El fútbol no solo se juega con los pies, se juega con la memoria. Y hoy, el Deportes Tolima no solo se enfrenta al Atlético Junior; se enfrenta a sus propios fantasmas y a una estadística que le ha sido esquiva durante décadas.
El equipo de Lucas González tiene ante sí la montaña más alta que haya intentado escalar el club en sus 70 años de historia. Perder 3-0 en la ida en Barranquilla fue un golpe de mazo, pero en Ibagué el ambiente no es de funeral, sino de preparación para una guerra deportiva.
Los Factos: La magnitud de la hazaña
Para que el "Vinotinto y Oro" borde su cuarta estrella esta noche, debe lograr lo que nunca ha hecho en una final de vuelta en casa. Repasemos los datos fríos que dictan la sentencia:
- Debe ganar por 3 goles para forzar los penales o por 4 goles para ser campeón directo.

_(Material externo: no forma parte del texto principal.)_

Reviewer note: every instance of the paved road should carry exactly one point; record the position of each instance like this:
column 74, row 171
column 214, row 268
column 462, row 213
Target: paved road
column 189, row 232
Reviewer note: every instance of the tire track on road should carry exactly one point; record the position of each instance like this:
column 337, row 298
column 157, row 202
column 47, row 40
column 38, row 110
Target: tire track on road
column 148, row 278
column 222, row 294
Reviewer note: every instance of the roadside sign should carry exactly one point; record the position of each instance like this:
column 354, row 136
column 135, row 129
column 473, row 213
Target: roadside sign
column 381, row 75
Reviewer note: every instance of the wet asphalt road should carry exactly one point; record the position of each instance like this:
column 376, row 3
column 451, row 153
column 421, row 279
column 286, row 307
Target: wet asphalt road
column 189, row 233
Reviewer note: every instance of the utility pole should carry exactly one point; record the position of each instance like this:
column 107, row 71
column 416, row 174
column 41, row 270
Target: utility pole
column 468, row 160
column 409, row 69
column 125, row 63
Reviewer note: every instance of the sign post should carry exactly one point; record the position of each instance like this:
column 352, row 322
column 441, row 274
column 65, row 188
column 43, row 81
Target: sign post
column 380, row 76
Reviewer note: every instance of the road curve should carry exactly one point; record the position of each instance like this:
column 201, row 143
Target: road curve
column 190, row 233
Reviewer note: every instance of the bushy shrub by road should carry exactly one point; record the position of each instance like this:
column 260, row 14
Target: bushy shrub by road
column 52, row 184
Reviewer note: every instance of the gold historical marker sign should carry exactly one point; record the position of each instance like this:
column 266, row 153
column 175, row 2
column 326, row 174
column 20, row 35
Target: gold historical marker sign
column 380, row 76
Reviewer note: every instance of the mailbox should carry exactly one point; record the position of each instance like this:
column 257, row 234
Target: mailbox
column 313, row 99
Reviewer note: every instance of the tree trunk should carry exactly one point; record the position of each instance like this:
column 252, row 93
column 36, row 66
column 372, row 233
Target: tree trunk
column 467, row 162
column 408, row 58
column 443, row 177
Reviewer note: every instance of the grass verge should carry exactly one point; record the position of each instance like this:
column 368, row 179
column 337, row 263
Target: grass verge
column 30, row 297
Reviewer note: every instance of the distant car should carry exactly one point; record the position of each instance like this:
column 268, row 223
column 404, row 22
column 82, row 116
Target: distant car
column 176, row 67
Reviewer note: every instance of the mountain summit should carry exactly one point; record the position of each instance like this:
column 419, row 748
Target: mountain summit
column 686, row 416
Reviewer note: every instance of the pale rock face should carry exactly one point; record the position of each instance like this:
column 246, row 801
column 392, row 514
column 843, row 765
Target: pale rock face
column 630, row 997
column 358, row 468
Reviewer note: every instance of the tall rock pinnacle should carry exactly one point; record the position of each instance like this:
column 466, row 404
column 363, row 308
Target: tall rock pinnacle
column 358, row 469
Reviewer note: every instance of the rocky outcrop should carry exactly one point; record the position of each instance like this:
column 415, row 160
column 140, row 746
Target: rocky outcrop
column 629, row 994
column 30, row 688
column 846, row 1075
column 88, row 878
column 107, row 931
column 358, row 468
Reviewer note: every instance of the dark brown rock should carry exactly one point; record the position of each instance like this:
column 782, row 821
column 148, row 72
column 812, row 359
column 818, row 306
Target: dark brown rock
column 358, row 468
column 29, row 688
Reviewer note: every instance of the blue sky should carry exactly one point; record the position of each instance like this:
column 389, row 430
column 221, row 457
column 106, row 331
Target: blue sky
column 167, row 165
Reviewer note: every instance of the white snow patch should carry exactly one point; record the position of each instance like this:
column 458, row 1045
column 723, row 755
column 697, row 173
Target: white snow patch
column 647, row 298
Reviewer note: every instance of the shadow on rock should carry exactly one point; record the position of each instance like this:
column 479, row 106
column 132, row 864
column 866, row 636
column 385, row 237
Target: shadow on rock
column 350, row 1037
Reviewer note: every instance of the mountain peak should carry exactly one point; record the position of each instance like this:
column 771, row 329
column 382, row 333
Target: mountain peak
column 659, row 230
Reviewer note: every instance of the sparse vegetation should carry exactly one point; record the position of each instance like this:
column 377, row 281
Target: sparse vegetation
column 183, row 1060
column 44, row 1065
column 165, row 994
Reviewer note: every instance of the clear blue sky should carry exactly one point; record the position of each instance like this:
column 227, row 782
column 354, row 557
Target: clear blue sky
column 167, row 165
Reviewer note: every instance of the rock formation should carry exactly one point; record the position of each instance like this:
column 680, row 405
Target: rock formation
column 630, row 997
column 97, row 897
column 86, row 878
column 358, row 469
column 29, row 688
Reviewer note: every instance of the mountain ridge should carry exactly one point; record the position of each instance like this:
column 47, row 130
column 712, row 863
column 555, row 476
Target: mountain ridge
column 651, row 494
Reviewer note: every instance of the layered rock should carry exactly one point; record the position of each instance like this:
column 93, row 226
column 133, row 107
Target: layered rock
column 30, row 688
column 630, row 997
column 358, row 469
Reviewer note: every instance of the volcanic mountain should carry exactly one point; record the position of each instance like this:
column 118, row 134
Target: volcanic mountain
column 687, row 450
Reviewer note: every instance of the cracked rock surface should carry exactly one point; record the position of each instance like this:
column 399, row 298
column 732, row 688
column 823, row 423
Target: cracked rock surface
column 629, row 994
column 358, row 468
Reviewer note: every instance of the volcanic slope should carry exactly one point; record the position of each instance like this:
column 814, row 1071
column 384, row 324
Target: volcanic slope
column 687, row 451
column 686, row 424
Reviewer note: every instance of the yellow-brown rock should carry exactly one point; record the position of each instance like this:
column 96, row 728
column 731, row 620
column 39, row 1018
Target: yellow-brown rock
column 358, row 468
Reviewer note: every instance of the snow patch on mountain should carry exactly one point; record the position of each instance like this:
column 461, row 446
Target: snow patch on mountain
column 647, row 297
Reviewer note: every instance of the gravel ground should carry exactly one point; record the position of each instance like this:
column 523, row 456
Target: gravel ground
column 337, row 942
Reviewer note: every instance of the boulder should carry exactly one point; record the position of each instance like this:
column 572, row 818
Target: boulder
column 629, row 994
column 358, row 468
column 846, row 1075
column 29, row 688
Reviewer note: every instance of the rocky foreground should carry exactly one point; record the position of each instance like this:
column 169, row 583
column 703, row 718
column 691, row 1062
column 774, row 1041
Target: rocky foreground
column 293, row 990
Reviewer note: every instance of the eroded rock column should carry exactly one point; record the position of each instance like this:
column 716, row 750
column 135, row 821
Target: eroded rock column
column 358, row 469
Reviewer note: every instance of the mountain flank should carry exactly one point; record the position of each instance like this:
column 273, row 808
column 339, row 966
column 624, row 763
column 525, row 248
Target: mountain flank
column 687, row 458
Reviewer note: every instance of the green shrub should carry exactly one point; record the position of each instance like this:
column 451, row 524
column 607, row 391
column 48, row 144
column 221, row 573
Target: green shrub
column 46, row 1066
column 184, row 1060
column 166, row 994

- En la ida, Junior solo necesitó 5 remates para anotar 3 goles. Una efectividad del 60% que Tolima debe neutralizar.
- Tolima llega como el mejor equipo del año en puntos acumulados, un argumento de peso para creer en su fútbol.
El fantasma de la localía: Una cuenta pendiente
El mayor reto para el equipo de Lucas González es romper una tendencia histórica que duele en el alma del hincha ibaguereño. Paradójicamente, el Tolima es un "campeón visitante". Sus tres estrellas (2003, 2018, 2021-I) las celebró en patio ajeno (Cali, Medellín y Bogotá).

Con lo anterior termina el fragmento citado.